Example: Building a web site
Description Staffing Big Company equivalent Results
Build a web site Unsupervised computer specialist Outsource a project cease to be involved. Results do not meet business requirements. Investment mostly lost.
Build a web site No computer specialist Contract directly with a cloud computing vendor. Freeze out IT Department System meets needs of builder but may fail to meet needs of business in security, privacy, usability, performance and other areas.

 

2. Computer specialists do not exist just to fix glitches and printer problems and consult on office productivity programs. In some jobs, this may be all that you see a computer specialist doing. You might even think that the role of IT at Dominican is limited to these tasks. Computer specialists must also be involved in planning, analysis, design and installation of new systems and making major changes to existing systems. Computer specialists must determine how new systems will integrate with existing systems and in many cases do the programming work to cause that integration to occur. A recent example at Dominican would be the integration between the registration system (Jenzabar) and the learning management system (Canvas). Jenzabar runs on a server at Dominican and Canvas runs in the cloud - mostly on Amazon Web Services. Computer specialists must be actively involved in disaster recovery planning including evaluating the trade-offs between cost, risk, and recovery time.

3. It was mentioned in the Discussion that computer systems should increase revenue and/or reduce cost. Yes -- most of them should. Some computer systems need to exist for strategic reasons. Microsoft Windows 10 will probably loose money over the long term because (I predict) it will become almost a free good like the Apple OSX Operating System. However, Windows 10 will help lock customers into Microsoft Products and make them more likely to use the Microsoft Cloud (Azure), make is easy to license and use Microsoft Office and other Microsoft Products. Sometimes (not always), questions like "Do we have to do this to stay in business?, Will this make us more competitive? Will this let us get into a new a potentially very profitable business?" are more important to address than how much will costs be decreased or revenue increases.
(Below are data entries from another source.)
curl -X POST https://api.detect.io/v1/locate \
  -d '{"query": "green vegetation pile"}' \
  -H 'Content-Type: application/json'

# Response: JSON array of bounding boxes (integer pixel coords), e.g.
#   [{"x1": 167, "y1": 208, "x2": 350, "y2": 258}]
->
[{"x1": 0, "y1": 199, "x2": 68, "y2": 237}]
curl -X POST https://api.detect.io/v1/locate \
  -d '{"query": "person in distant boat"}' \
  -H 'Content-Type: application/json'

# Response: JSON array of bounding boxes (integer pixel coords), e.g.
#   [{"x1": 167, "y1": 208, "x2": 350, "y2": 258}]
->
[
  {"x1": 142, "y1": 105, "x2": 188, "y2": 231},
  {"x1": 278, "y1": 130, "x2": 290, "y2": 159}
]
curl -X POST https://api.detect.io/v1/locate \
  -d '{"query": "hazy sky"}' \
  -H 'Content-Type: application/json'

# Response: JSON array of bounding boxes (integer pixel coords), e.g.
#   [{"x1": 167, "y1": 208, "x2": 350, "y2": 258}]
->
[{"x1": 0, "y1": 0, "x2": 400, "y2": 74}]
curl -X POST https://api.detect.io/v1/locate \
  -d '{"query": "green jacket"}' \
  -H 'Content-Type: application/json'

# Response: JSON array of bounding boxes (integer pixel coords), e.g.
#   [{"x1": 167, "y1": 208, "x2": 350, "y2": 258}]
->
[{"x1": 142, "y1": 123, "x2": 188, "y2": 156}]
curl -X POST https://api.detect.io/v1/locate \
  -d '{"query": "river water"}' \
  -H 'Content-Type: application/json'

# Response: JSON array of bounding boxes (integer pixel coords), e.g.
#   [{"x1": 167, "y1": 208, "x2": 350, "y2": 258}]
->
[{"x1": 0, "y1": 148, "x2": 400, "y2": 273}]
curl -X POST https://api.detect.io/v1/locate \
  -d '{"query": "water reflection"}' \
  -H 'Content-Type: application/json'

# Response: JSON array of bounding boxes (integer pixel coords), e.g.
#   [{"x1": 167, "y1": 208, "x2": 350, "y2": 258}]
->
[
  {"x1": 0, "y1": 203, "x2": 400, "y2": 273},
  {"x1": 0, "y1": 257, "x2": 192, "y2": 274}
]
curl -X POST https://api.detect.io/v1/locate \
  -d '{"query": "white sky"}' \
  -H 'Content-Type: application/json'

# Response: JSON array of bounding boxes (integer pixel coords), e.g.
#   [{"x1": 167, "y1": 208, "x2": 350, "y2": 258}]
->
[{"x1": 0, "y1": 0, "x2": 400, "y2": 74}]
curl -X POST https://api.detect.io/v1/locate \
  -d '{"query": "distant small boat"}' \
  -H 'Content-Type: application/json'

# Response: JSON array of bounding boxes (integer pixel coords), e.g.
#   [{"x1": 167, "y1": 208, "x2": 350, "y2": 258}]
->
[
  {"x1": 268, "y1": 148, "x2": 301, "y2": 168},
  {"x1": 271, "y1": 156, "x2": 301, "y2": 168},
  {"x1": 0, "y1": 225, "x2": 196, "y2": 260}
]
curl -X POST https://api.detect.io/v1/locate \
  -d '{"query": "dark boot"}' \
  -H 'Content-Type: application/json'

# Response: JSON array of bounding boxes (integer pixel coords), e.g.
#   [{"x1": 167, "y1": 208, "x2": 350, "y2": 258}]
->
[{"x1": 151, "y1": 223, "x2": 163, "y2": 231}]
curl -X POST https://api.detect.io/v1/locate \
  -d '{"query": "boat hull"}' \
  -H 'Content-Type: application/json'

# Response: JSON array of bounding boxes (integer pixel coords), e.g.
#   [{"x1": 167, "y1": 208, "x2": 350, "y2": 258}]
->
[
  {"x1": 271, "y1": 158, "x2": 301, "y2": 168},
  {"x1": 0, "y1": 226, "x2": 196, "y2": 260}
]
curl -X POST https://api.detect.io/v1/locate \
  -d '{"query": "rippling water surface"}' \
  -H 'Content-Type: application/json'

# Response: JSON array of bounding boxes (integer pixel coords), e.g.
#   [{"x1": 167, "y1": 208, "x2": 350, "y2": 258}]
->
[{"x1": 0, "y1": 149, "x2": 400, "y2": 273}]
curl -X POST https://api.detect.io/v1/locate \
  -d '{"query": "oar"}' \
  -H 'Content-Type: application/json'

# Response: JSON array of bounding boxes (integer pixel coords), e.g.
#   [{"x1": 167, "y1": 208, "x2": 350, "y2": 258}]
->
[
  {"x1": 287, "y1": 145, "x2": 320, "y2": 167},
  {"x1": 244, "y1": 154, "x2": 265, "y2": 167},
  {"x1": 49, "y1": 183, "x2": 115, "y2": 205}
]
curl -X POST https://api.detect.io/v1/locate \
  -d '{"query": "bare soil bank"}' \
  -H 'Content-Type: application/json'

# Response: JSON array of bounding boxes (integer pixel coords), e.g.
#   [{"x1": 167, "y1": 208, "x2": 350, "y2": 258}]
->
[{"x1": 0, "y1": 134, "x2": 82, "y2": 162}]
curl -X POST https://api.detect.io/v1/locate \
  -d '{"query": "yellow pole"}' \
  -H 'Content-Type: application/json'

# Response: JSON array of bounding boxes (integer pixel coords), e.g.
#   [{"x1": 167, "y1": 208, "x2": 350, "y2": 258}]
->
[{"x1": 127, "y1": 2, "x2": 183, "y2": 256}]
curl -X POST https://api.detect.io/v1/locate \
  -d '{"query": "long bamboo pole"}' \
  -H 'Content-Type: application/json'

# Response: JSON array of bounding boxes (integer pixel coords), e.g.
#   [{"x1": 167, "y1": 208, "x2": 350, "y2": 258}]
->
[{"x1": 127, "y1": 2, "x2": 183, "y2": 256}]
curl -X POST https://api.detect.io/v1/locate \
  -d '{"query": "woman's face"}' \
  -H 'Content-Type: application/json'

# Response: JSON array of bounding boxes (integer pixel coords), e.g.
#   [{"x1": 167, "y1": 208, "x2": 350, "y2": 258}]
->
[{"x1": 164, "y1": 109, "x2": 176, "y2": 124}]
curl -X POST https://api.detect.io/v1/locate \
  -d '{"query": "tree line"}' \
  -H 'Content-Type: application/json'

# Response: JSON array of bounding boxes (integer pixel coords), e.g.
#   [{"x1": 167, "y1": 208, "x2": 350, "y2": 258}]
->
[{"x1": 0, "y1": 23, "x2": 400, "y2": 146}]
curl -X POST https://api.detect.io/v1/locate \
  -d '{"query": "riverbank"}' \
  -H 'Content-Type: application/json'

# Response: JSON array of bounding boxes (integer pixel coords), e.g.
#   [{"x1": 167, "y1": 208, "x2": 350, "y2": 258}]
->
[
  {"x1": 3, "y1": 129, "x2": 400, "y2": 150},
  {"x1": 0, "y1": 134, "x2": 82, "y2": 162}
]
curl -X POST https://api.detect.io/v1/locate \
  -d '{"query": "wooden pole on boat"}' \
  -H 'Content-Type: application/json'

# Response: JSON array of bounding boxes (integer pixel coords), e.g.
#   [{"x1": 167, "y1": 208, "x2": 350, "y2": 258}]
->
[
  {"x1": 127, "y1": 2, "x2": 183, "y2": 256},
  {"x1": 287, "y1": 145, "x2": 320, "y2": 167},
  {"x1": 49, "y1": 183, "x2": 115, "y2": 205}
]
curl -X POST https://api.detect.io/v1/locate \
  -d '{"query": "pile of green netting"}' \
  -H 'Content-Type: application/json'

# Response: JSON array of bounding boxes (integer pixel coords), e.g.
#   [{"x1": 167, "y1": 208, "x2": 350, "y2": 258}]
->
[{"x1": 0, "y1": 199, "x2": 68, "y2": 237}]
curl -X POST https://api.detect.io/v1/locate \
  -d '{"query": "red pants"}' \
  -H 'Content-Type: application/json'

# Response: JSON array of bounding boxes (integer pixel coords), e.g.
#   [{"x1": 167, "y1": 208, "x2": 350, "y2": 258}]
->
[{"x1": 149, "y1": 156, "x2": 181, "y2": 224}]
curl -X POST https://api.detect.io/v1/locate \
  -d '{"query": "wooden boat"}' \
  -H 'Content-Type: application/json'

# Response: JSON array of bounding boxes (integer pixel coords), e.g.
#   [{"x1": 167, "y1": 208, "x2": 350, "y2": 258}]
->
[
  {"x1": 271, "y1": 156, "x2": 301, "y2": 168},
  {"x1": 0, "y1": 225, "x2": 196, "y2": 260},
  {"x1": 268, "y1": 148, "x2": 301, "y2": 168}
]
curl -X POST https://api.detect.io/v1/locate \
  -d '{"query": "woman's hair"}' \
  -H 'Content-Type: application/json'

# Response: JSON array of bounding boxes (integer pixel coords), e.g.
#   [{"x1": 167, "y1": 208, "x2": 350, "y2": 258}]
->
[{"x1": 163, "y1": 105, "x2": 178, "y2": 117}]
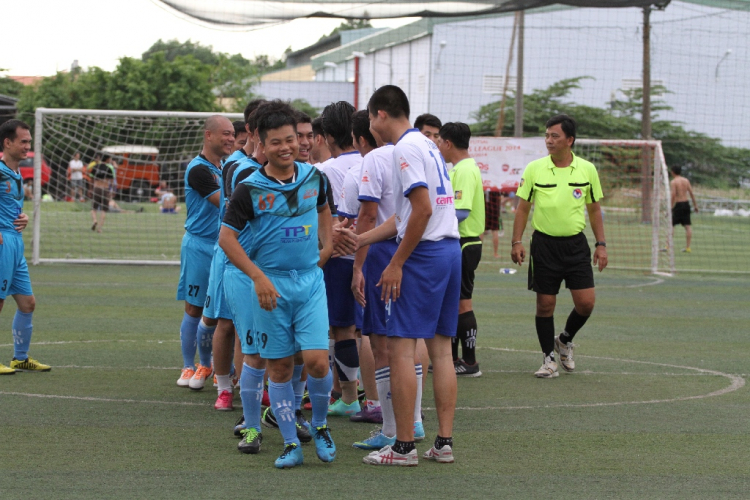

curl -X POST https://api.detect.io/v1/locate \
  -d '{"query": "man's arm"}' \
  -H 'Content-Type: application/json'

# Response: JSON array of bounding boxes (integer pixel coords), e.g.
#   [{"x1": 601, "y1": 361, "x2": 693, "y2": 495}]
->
[
  {"x1": 376, "y1": 186, "x2": 432, "y2": 301},
  {"x1": 318, "y1": 204, "x2": 333, "y2": 267},
  {"x1": 219, "y1": 226, "x2": 281, "y2": 311},
  {"x1": 352, "y1": 201, "x2": 378, "y2": 307},
  {"x1": 510, "y1": 198, "x2": 531, "y2": 266},
  {"x1": 586, "y1": 201, "x2": 608, "y2": 272}
]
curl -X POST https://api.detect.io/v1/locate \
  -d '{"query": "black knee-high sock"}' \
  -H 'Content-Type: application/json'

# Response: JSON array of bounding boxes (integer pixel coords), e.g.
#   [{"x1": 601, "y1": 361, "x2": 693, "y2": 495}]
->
[
  {"x1": 560, "y1": 307, "x2": 590, "y2": 344},
  {"x1": 456, "y1": 311, "x2": 477, "y2": 365},
  {"x1": 536, "y1": 316, "x2": 555, "y2": 358}
]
The first banks that built ATM systems would not have been able to cost justify them on revenue vs. expense at least in the short term (5 years). They had to be thinking about what business(es) they would be in over the long term. In case you are interested in more detail, see this article including the fact that customers did not even want the system.

Be careful when lowering costs that you do not take actions that drive too many customers away and sacrifice the future of the company. As managers, you should also be looking for how technology can make big changes in your business. Think of Neflix changing from mailing DVDs to streaming videos and Dell Computer making machines to order very quickly based on customer choices.

4. Several Discussion postings mentioned Outages (system down time), explained how expensive they were, and how they were unacceptable. I agree that outages are expensive and painful. Twice (different airlines), I have been delayed by over 12 hours because computers that calculate how much fuel to put on the plane and how to load it went down. There are other outages that are more expensive than this and you will read about some of them in a later Discussion. I can also agree that outages are "unacceptable". Unacceptable enough to spend large sums of money to try to avoid the most "unacceptable" one. However, no matter how much is spent, there are still going to be outages. The money spent might be able to reduce frequency and length but outages will still occur. The community college is Dallas probably had a good disaster recovery plan. However, when a police robot blew up their sever and server room, there was (and at this moment) continues to be an outage.

A management statement that something is "unacceptable" does not mean it won't happen and that you don't need a plan to deal with it.

5. More on Computer specialists: I have been both a compute specialist and a manager at various times in my career. If a computer system is being designed or implemented for your department, DO NOT decide you "don't have time" to work on it. As you saw in the Discussion, computer specialits will probably not understand your business or your department and therefore will implement something that could be painful to use. Become actively involved with the design decisions, training plans, and implementation schedules.